Hello - I’ve been experimenting with Bike and plain text files (which I also like to read easily outside of Bike so often leave blank lines to separate sections). I’ve found that on opening a plain text file Bike sets the indents for lines with tabs only or tabs and spaces only to match the indent of the line above. Is this necessary due to the plain text format or could the lines be left as found?
If some form of reconciliation is required, might I suggest matching the row below instead of the row above. This would allow the empty row to be a visual buffer when the section above is folded. Understandably matching the row above gives a more consistent arrangement when folding, but this could be achieve by deleting the empty row. Is there a work around or setting I’ve overlooked? Thanks
Would you like to show a pair of minimal before and after examples between
```
code-fencing triple backticks
```
?
(As Bike is an outliner – with structure represented by tab-indentation in the case of plain text – I would guess that some degree of normalisation is to be expected, not least the elimination of any mixed tab+space indentation)
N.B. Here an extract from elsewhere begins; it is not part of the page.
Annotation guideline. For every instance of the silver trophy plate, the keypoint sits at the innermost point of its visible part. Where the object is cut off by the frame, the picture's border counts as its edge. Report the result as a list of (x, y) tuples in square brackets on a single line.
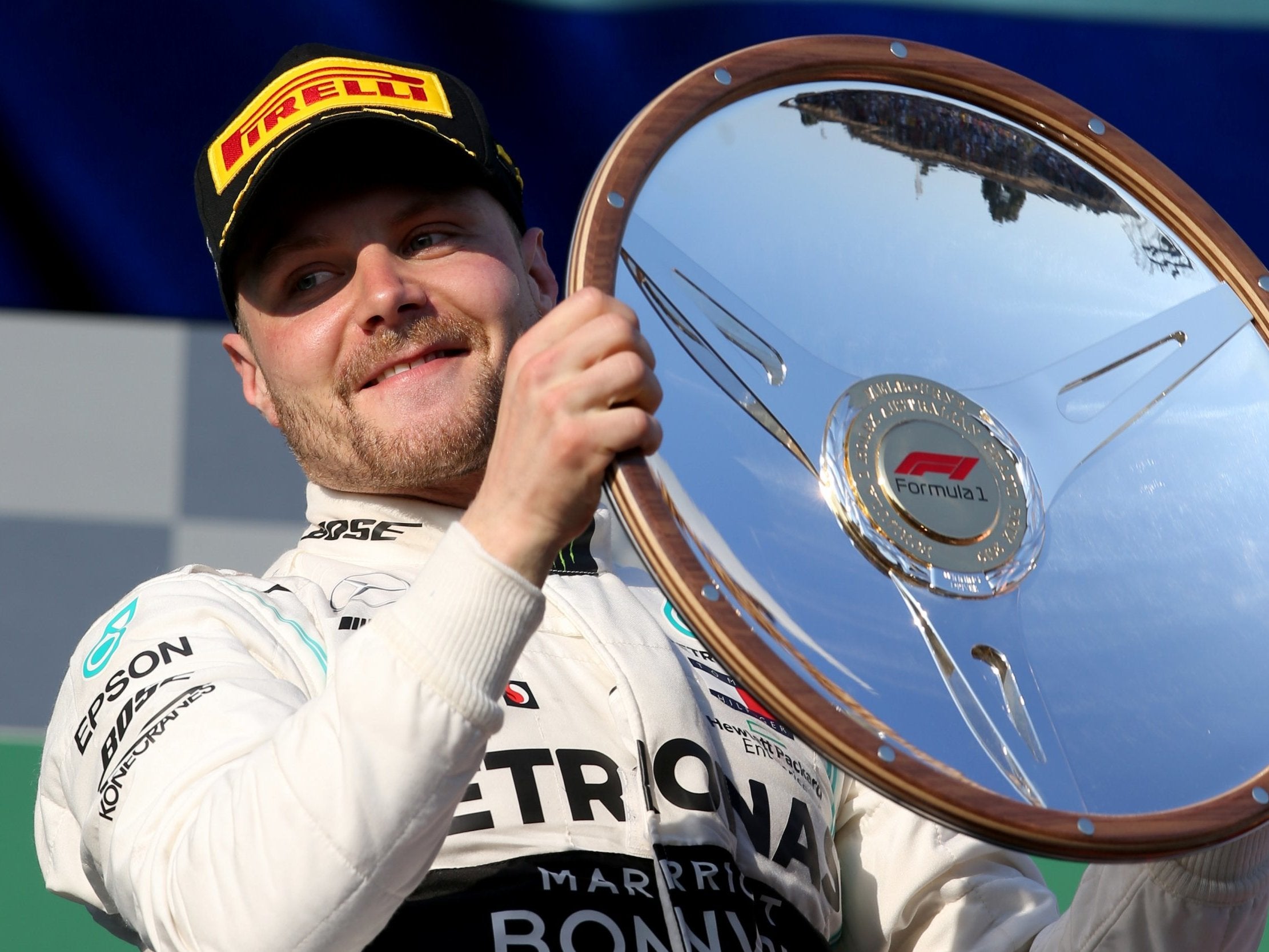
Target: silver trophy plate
[(966, 438)]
enhanced because I couldn’t get cursors in both windows
image because I wasn’t sure how to show tabs and spaces
black window is vs code with text file as saved.
white window is Bike with same file opened
I agree the current solution is a little weird, but I’m not quite sure what the right answer is. Bike does need to do some processing (auto-indent) of blank lines so that visual hierarchies in plain text match up with real hierarchies in Bike.
Right now these blank lines are “corrected” to match the level of the previous non-blank row. I could change to correct to the level of the next non-blakn row… not sure either of those choices makes more sense then the other. I sorta think that second option might be better now that I think about it.
On save Bike just writes out tabs for the indentation of each line. This is nice from in information preservation standpoint. You can set exactly what levels you want the blank lines at and that setup will be restored on next open in Bike. On the other hand this approach does result in whitespace lines with tabs in your text file.
Another option when saving would be to truncate all empty lines to have no tabs. That results in cleaner plain text files, but means each time you open the file in Bike whitespace line level will get recalculated using whatever method Bike decides to use.
I’m not really sure what answer is right. Open to suggestions.
I would vote for matching the row below, but I recognise my use case is probably limited and particular. Thanks for taking the time to respond to my comment.